I am doing a project for school about why we shouldn’t immediately ban DJI drones and wanted to interview people affected as a part of the project. It would be great if some people could answer these interview questions, it would help me tons! Thanks so much!
1: How do you feel the ban would affect emergency services (such as wildfire fighting and fire fighting) overall?
This would absolutely decimate First Responder Fleets. There are no comparable non-Chinese drones available for them.
2: do you think a suitable replacement drone company (servicing both commercial and consumer) will become readily available?
With luck, maybe 5-8 years. We not only lack a well designed or built comparable replacement, even if we had one, we lack the manufacturing capabilities to make them.
3: How do you feel the ban would affect hobbyists and small businesses?
In a recent study by the Drone Advocacy Alliance (
Drone Advocacy Alliance - Home), we found that 67% of all drone businesses would fail if we were forbidden from using Chinese made drones.
4: do you think it is ok for the government to ban DJI drones?
100% no. There is no reason at all.
5: What is your view on a timed ban on DJI drones?
In a recent webinar, Michael Robbins (Co-CEO of AUVSI) said that a transition is not a ban. That is also 100% false. Not only is it a ban at the time when the rule goes into affect, it's basically an immediate ban. Not company of gov't agency (federal, state, or local) will spend 1000s of dollars on a drone program knowing full well that in 2 or 3 years or so they'll have to spend it all over again.
A transition is NOT the answer.
6: Do you think the security threats are serious, and do you think there should even be a ban?
No, they aren't. There is no evidence of any issue. Every single bill and proposed bill is worded to say that the threat is possible, not real. And a country of origin ban wouldn't even address the issue if it did exist. Any drone that is connected to the internet is hackable. And all of these supposed blue drones do connect to the internet.
The only way to truly address this issue is to have the gov't establish a set of true cybersecurity protocols for any drone used in areas with security concerns. And then mandate that those protocols are followed, regardless of where the drone was built. Also, we need to define what actual areas where security concerns exist. Many of these bills are so poorly written, it would prevent drones from flying in our own backyards if we have power lines in them.

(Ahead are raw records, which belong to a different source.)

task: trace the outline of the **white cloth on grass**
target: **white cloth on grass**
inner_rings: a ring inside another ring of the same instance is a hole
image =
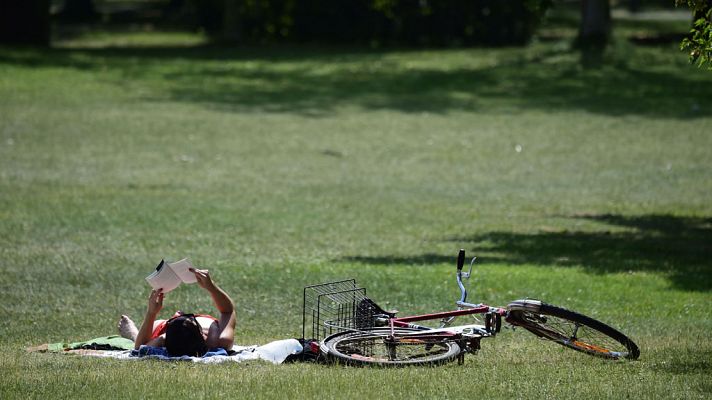
[[[132,350],[120,351],[97,351],[87,352],[85,355],[95,357],[107,357],[120,360],[165,360],[165,361],[192,361],[202,364],[219,364],[223,362],[242,362],[248,360],[264,360],[272,364],[281,364],[288,356],[299,354],[303,350],[302,345],[296,339],[277,340],[262,346],[233,346],[232,351],[236,352],[231,356],[212,357],[166,357],[162,355],[147,355],[136,357],[131,355]]]

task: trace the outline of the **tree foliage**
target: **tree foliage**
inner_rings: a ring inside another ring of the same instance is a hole
[[[676,0],[675,3],[687,4],[694,13],[690,35],[682,40],[680,49],[689,52],[690,63],[698,67],[707,64],[712,70],[712,1]]]
[[[196,1],[196,0],[194,0]],[[241,42],[523,44],[551,0],[227,0],[208,32]],[[214,3],[214,2],[213,2]]]
[[[94,0],[64,0],[59,17],[70,22],[87,22],[97,17]]]
[[[47,46],[49,0],[0,0],[0,43]]]

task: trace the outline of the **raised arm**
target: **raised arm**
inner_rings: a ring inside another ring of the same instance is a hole
[[[156,316],[163,308],[163,291],[161,289],[151,290],[151,295],[148,297],[148,307],[146,308],[146,316],[143,318],[141,328],[138,330],[134,348],[138,349],[141,345],[149,344],[151,334],[153,333],[153,323],[156,321]],[[156,345],[156,343],[152,343]]]
[[[230,296],[213,282],[208,270],[191,269],[191,271],[195,274],[198,285],[210,293],[215,307],[220,312],[218,335],[216,335],[216,337],[208,337],[208,347],[231,349],[235,343],[235,324],[237,322],[235,304]]]

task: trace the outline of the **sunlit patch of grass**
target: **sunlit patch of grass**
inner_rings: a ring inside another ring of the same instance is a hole
[[[150,25],[137,26],[132,30],[78,30],[71,35],[60,36],[52,46],[60,49],[101,49],[141,47],[194,47],[209,43],[203,33],[154,30]]]

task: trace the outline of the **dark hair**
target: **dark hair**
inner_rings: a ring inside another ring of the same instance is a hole
[[[208,346],[193,314],[171,318],[166,324],[166,350],[173,357],[202,357]]]

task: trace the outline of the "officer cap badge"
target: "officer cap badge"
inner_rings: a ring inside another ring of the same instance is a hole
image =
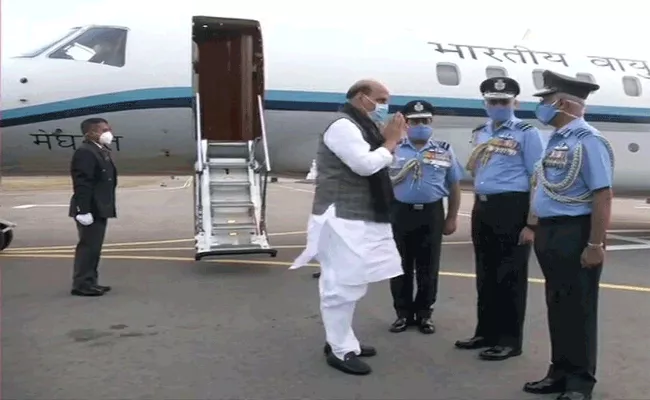
[[[505,88],[506,88],[506,83],[503,81],[503,79],[497,79],[497,81],[494,82],[495,90],[502,91]]]
[[[415,103],[415,105],[413,106],[413,109],[414,109],[415,111],[417,111],[417,112],[420,112],[420,111],[424,110],[424,106],[422,105],[422,103],[420,103],[420,102],[418,101],[418,102]]]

The entirety of this mess is predicated on the current anti-China fervor in politics, and spread by unscrupulous US drone manufacturers (specifically Skydio, BRINC, and Teal) who can't compete with DJI or Autel any other way. They buy their way into congressional offices and state houses to spread their lies.
And they have organizations like AUVSI actively pushing their agenda too.
These companies and AUVSI don't care about the U.S. drone industry (especially First Responder Agencies), they only care about their bottom line.